Threading and the GIL

Hard40 min read

Threads in Python

Why Threading Matters

The Problem: Sequential code waits idle while a network call returns — wasting capacity. Doing 100 HTTP calls one at a time takes 100x as long as it should.

The Solution: Threads let one process handle many I/O-bound waits concurrently. The GIL prevents true parallel CPU execution, but for I/O — where most apps spend their time — threading is the simplest concurrency model.

Real Impact: Use ThreadPoolExecutor for I/O-bound work, multiprocessing for CPU-bound. Knowing the GIL distinction prevents the most common Python performance mistake.

Real-World Analogy

Think of threads as call-center agents sharing one phone book:

  • Thread = an agent who handles one customer at a time but can switch when the customer is on hold
  • GIL = only one agent may read the phone book at a time — fine if everyone's on hold
  • Lock = a sticky note reserving a phone book page for one agent
  • ThreadPoolExecutor = the supervisor who hands out customers from a queue
  • Daemon thread = a background agent that gets sent home when the office closes

The threading module provides OS-level threads. Threads share memory and are great for I/O-bound workloads (network, disk). Due to the GIL (covered below), they don't speed up CPU-bound Python code.

import threading
import time

def worker(n: int):
    print(f"worker {n} starting")
    time.sleep(1)
    print(f"worker {n} done")

threads = [threading.Thread(target=worker, args=(i,)) for i in range(5)]
for t in threads: t.start()
for t in threads: t.join()                   # wait for completion

Daemon Threads

t = threading.Thread(target=poll_loop, daemon=True)
t.start()
# Daemon threads die when the main program exits — useful for background loops

The Global Interpreter Lock (GIL)

CPython's GIL ensures only one thread executes Python bytecode at a time. This means:

# CPU-bound — threading provides ~0 speedup
def crunch():
    return sum(i * i for i in range(10_000_000))

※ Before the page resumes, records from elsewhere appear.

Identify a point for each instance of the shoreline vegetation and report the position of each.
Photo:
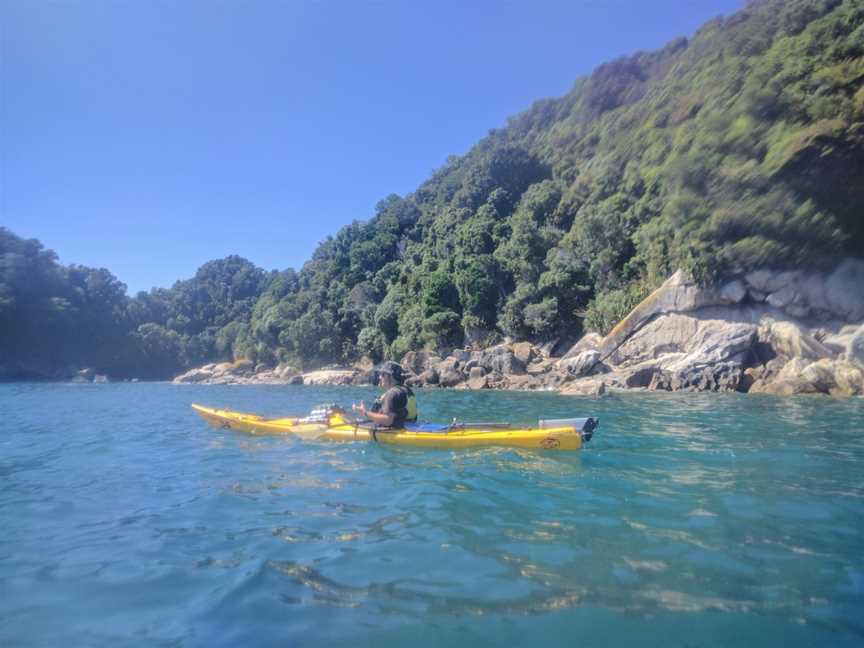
(774, 333)
(683, 219)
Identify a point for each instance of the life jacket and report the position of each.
(411, 407)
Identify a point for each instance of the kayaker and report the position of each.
(397, 406)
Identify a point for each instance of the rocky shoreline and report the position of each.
(764, 332)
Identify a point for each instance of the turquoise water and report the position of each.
(690, 520)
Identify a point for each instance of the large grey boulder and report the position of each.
(686, 341)
(589, 341)
(789, 340)
(524, 352)
(814, 295)
(582, 364)
(500, 359)
(678, 294)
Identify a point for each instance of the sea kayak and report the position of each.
(331, 423)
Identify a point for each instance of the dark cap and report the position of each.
(392, 368)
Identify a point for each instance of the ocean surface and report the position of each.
(689, 520)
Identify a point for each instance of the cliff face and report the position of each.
(766, 332)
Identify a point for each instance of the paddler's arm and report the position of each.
(376, 417)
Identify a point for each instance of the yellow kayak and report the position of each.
(330, 423)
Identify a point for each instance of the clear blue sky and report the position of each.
(151, 136)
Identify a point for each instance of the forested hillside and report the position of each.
(742, 147)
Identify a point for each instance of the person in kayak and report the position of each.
(397, 406)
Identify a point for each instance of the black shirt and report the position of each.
(395, 401)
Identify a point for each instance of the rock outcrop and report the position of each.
(778, 333)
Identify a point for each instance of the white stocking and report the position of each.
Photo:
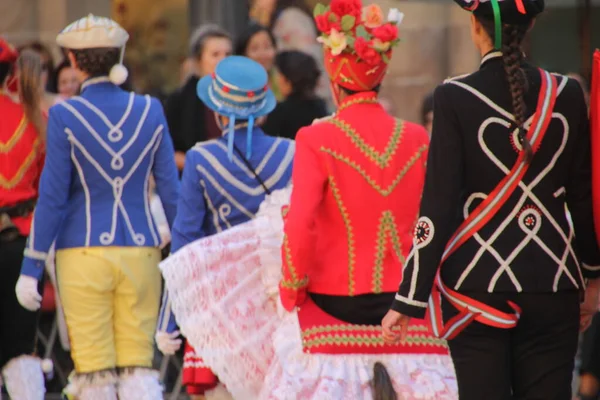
(93, 386)
(140, 384)
(24, 378)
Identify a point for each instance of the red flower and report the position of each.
(366, 52)
(386, 33)
(324, 23)
(347, 7)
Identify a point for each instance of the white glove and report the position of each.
(168, 343)
(27, 293)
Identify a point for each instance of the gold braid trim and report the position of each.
(382, 160)
(365, 329)
(384, 192)
(369, 341)
(387, 226)
(294, 283)
(350, 235)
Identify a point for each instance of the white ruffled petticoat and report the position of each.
(224, 293)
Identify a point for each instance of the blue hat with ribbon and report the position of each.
(238, 89)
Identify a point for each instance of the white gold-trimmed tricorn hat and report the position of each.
(94, 32)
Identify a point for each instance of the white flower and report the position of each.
(395, 16)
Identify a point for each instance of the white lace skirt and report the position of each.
(224, 294)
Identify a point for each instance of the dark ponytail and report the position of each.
(512, 55)
(382, 384)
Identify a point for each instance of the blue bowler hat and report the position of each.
(238, 90)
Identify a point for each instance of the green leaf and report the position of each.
(319, 10)
(348, 22)
(362, 32)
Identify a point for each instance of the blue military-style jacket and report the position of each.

# I/O-bound — threading provides big speedup
def fetch(url):
    return requests.get(url).text

Python 3.13+ free-threaded build

Python 3.13 ships an experimental no-GIL build. Once mature, this will allow real parallel Python execution. For now, the GIL is the rule.

concurrent.futures — High-Level API

The recommended way to use threads in modern Python. Submit functions to an executor, get futures back.

from concurrent.futures import ThreadPoolExecutor
import requests

urls = ["https://example.com"] * 20

with ThreadPoolExecutor(max_workers=10) as ex:
    # map: in input order
    for result in ex.map(lambda u: requests.get(u).status_code, urls):
        print(result)

    # Or submit individually for finer control
    futures = [ex.submit(requests.get, u) for u in urls]
    for f in futures:
        print(f.result().status_code)

Synchronization Primitives

Even with the GIL, Python operations are not atomic at the bytecode level. Use locks for shared mutable state.

import threading

counter = 0
lock = threading.Lock()

def increment(n):
    global counter
    for _ in range(n):
        with lock:           # automatic acquire/release
            counter += 1

Primitives

PrimitiveUse
LockMutex — one holder at a time
RLockReentrant — same thread can acquire multiple times
Semaphore(n)Up to n holders simultaneously
EventOne thread signals, others wait
ConditionLock + signal — wait until a predicate becomes true
Barrier(n)All n threads wait until everyone arrives
queue.QueueThread-safe FIFO queue — preferred for producer/consumer

Producer/Consumer with Queue

import queue, threading

q = queue.Queue(maxsize=100)

def producer():
    for i in range(1000):
        q.put(i)            # blocks if full
    q.put(None)               # sentinel

def consumer():
    while True:
        item = q.get()
        if item is None: break
        process(item)
        q.task_done()

Thread-Local Storage

Each thread gets its own attributes — useful for request-scoped data without explicit plumbing.

import threading

local_data = threading.local()

def handle_request(req):
    local_data.user = req.user
    process()

def process():
    print(local_data.user)         # whatever was set in THIS thread

🎯 Practice Exercises

Exercise 1: URL fetcher

Fetch 50 URLs with ThreadPoolExecutor. Compare wall-clock time against a sequential version.

Exercise 2: Counter race

Spawn 10 threads incrementing a counter 100k times. Show the count is less than 1M without a lock. Fix with Lock.

Exercise 3: Producer-consumer

Build a thread pool where producers fill a Queue and consumers drain it. Use a sentinel value to shut down cleanly.

Exercise 4: CPU vs I/O

Run a CPU-bound function with threads and time it. Repeat with an I/O-bound function. Observe why one scales and the other doesn't.